Il progetto dei “campioni nazionali”, nondimeno, non chiarisce cosa accadrà dopo il 2026, che diventa il termine entro cui i Centri nazionali dovranno dimostrare di essere in grado di autosostenersi, creando strutture in grado di moltiplicare le risorse e trovare sbocchi occupazionali adeguati. Iniziative di questo genere necessitano di una pianificazione e lungo termine, per la formazione e strutturazione del capitale umano e il raccordo con le politiche in atto, alcune proprio con finanziamenti europei, che non possono essere interpellate “a sportello”. Occorrerebbe, quindi, coinvolgere ex ante atenei ed enti di ricerca, mettendo in chiaro fin da subito impegni e contributi.

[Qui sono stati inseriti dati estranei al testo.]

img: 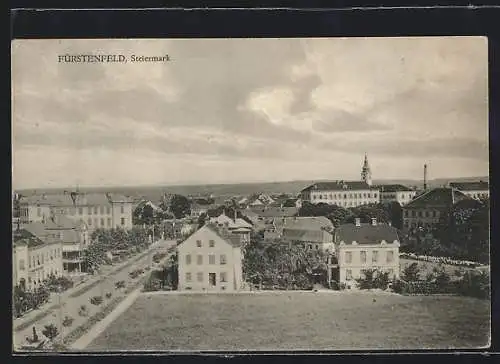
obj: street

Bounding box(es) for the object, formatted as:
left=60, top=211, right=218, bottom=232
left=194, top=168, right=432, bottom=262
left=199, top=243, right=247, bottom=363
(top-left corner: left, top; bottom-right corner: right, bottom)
left=13, top=241, right=176, bottom=348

Se lo schema del PNRR per il settore della ricerca è in linea di massima condivisibile, le voci che lo compongono al momento non sembrano volare alto e necessitano di ulteriori approfondimenti. Molte proposte sono avvincenti, ma un giudizio definitivo si potrà dare solo al momento in cui i progetti saranno resi definitivamente più chiari, con l’identificazione dei programmi di ricerca più rilevanti e le opzioni di policy scelte dal governo per sostenerle.

Conclusioni

Nelle settimane a venire che mancano alla stesura definitiva del PNRR, anche in vista della riunione congiunta dei Ministri competenti sull’innovazione e sulla ricerca del G20, che si terrà il 5 e 6 agosto a Trieste, occorre rendere il percorso per raggiungere gli obiettivi prefissati più chiaro e puntuale, cercando di far lievitare le risorse per la ricerca pubblica e consolidare la ricerca fondamentale. Il potenziale innovativo c’è, ma si sente molto l’esigenza di una visione unitaria di lungo periodo e della capacità di investirci con coerenza.

_

Note

  1. Testo approvato dal Comitato interministeriale per la programmazione economica con Delibera 15 dicembre 2020, n. 74, pubblicata nella Gazzetta Ufficiale, Serie Generale n. 18 del 23-1-2021: Approvazione del «Programma nazionale per la ricerca 2021-2027». (Delibera n. 74/2020).
  2. La L. di bilancio 2020 (L. 160/2019: art. 1, co. 240-248 e 250-252) ha istituito l’Agenzia nazionale per la ricerca (ANR), sottoposta alla vigilanza della Presidenza del Consiglio e del Ministero dell’Università e della Ricerca, dotata di autonomia statutaria, organizzativa, tecnico-operativa e gestionale.
  3. Cfr. Istituire una Fondazione per la Creatività Scientifica. Lettera a Mario Draghi apparsa su HUFFPOST il 16 febbraio 2021.
  4. Cfr. Appello a Draghi: “Investiamo nella ricerca pubblica per rilanciare l’economia”, lettera di quattordici scienziati al presidente del Consiglio apparsa su La Repubblica il 21 febbraio 2021.
  5. La prova delle nostra debolezza si evince anche da un indice non citato: tra il 2014 e il 2019, l’Italia ha contribuito agli oltre 850 mila brevetti europei solo per il 7%, mentre la Germania per il 47%.
  6. In particolare, lo strumento riguarda progetti di ricerca e sviluppo con soluzioni innovative di alto profilo, tramite la collaborazione con centri di trasferimento tecnologico, organismi di ricerca e di diffusione della conoscenza. Viene indicato come modello il Fraunhofer tedesco, ossia una rete di Istituti di ricerca applicata dove ogni centro si specializza in una tecnologia emergente e su questa stipula contratti industriali. Se in Germania è un modello di successo, tanto da farne uno tra i più studiati al mondo, viene da chiedersi quanto questo modello, così peculiare, possa essere adattato e replicato nel contesto del nostro Paese.